In this centenary year of the First World War, Sebastian Faulks finds it ironic and fitting that his novel Birdsong has come of age. It’s hard to believe it’s been 21 years since it’s publication. Faulks began thinking about writing the novel around the 70th anniversary of the armistice, and found there to be much less to draw upon in the way of other fiction at the time. He confessed that he wrote it at a time that the events of the First World War seemed to have fallen out of public thought and memory.
He then read from the chapters of Birdsong, ‘July 1st 1916’, which was set at what would later be called the battle of the Somme. His comprehensive research included examining documents at the Imperial War Museum and accompanying WW1 veterans to French battlefields. It was humbling to hear how one of them recounted to Faulks how he’d witnessed his best friend blown to pieces, then how he collected up as many pieces as he could find of him and buried them, next to a tree with a simple wooden cross. They found, on that poignant and enlightening trip that someone had located the makeshift grave, and given the soldier a proper burial, complete with gravestone.

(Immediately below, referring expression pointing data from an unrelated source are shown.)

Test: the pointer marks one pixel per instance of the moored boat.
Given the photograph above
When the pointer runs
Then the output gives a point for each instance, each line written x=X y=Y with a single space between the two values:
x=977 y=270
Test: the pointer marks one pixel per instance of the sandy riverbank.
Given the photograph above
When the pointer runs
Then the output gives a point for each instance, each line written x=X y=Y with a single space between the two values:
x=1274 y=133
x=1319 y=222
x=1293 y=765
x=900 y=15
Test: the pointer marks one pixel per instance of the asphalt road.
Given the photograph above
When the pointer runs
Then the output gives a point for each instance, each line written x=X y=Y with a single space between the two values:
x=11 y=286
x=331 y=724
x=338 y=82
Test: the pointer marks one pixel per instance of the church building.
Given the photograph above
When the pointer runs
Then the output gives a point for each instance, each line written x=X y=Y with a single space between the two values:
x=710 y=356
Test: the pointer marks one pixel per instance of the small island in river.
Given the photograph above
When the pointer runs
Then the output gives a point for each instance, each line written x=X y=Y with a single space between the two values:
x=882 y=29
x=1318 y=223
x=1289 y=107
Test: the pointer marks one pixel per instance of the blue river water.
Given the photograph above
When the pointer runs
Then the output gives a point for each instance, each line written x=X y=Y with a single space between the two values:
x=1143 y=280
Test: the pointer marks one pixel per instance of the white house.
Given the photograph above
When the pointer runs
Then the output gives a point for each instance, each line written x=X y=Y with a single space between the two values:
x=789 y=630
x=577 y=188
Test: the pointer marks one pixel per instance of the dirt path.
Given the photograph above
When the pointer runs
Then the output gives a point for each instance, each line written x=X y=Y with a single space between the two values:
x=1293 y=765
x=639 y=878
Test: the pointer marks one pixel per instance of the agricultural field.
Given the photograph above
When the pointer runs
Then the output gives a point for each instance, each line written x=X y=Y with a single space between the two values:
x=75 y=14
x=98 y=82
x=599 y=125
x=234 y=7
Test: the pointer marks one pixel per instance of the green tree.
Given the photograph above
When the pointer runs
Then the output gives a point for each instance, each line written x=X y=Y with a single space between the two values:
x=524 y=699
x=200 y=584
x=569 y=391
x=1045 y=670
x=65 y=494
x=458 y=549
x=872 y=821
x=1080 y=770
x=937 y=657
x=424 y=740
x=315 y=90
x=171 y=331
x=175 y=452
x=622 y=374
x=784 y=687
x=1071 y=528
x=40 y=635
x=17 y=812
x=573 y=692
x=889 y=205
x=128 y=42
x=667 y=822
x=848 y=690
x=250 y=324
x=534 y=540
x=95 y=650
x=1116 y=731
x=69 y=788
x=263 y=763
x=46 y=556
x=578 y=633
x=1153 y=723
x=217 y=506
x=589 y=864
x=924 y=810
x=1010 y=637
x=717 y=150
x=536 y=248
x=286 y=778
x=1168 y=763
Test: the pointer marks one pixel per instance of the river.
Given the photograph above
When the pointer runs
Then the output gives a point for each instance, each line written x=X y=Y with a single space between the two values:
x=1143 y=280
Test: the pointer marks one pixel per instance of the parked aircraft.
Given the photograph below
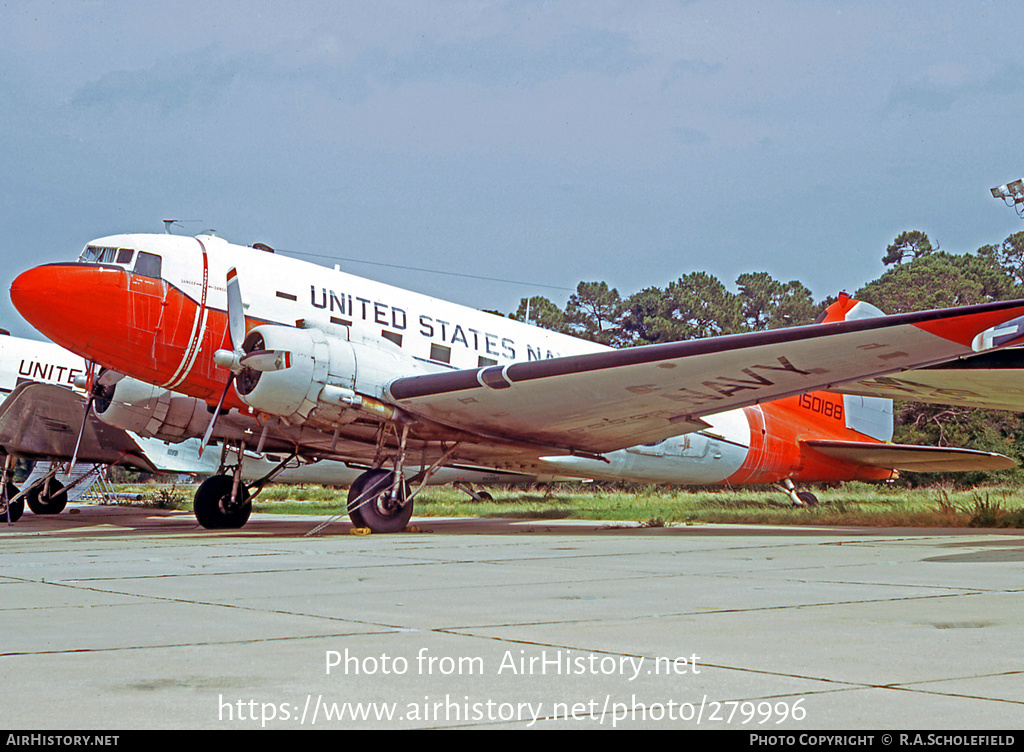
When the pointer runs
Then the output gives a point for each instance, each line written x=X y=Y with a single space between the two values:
x=136 y=425
x=335 y=366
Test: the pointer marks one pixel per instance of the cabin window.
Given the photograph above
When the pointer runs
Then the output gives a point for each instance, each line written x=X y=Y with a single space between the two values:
x=440 y=352
x=148 y=264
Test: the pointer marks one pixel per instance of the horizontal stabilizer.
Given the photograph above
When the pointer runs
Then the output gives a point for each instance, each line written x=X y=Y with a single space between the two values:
x=908 y=457
x=989 y=381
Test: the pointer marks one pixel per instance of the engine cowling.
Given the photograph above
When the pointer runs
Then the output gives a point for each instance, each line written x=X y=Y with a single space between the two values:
x=318 y=370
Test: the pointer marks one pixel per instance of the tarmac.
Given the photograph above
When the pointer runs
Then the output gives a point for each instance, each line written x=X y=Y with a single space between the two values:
x=120 y=618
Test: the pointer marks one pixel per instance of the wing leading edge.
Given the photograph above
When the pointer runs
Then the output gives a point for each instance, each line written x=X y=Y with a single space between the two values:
x=606 y=401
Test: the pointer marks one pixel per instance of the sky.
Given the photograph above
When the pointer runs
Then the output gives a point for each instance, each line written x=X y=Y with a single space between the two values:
x=483 y=152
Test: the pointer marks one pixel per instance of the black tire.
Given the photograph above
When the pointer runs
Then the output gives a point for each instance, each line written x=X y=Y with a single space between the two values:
x=213 y=507
x=808 y=498
x=48 y=498
x=370 y=502
x=14 y=509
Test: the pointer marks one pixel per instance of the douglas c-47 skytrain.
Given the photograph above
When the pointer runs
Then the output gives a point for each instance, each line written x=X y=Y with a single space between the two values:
x=334 y=366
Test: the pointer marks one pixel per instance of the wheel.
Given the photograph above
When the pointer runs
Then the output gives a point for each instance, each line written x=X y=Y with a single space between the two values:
x=49 y=498
x=12 y=509
x=370 y=503
x=807 y=498
x=213 y=506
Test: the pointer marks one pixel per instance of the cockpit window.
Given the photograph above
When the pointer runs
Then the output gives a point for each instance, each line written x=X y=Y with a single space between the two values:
x=107 y=254
x=148 y=264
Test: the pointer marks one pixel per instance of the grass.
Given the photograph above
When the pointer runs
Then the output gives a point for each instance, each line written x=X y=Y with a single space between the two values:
x=849 y=504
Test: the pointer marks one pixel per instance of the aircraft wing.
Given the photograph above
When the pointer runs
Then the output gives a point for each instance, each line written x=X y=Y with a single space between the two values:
x=908 y=457
x=989 y=380
x=606 y=401
x=42 y=421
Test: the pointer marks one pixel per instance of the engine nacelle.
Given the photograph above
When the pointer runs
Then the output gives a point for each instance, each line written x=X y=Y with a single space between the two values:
x=321 y=370
x=152 y=411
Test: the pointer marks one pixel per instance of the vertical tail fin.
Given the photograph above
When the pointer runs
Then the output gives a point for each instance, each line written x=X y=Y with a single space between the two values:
x=871 y=416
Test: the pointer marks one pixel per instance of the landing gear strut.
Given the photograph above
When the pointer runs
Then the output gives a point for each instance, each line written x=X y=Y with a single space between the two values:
x=11 y=511
x=222 y=501
x=800 y=498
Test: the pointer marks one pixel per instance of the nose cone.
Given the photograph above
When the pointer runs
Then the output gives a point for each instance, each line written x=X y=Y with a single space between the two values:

One of the questions Faulks kept asking himself, was “why did they keep on doing it?” One answer may have been that their reality existed alongside their comrades in the trenches, rather than being at home where they found it impossible to talk about, nor live a normal life.
One audience member thanked him for “bringing to life to what happened” in a way that doesn’t happen dry history books. Faulks concluded that one reason for why so little fiction existed after the war that explored the subject, was that the few writers that had been there perhaps found it too raw and far too early to talk about it.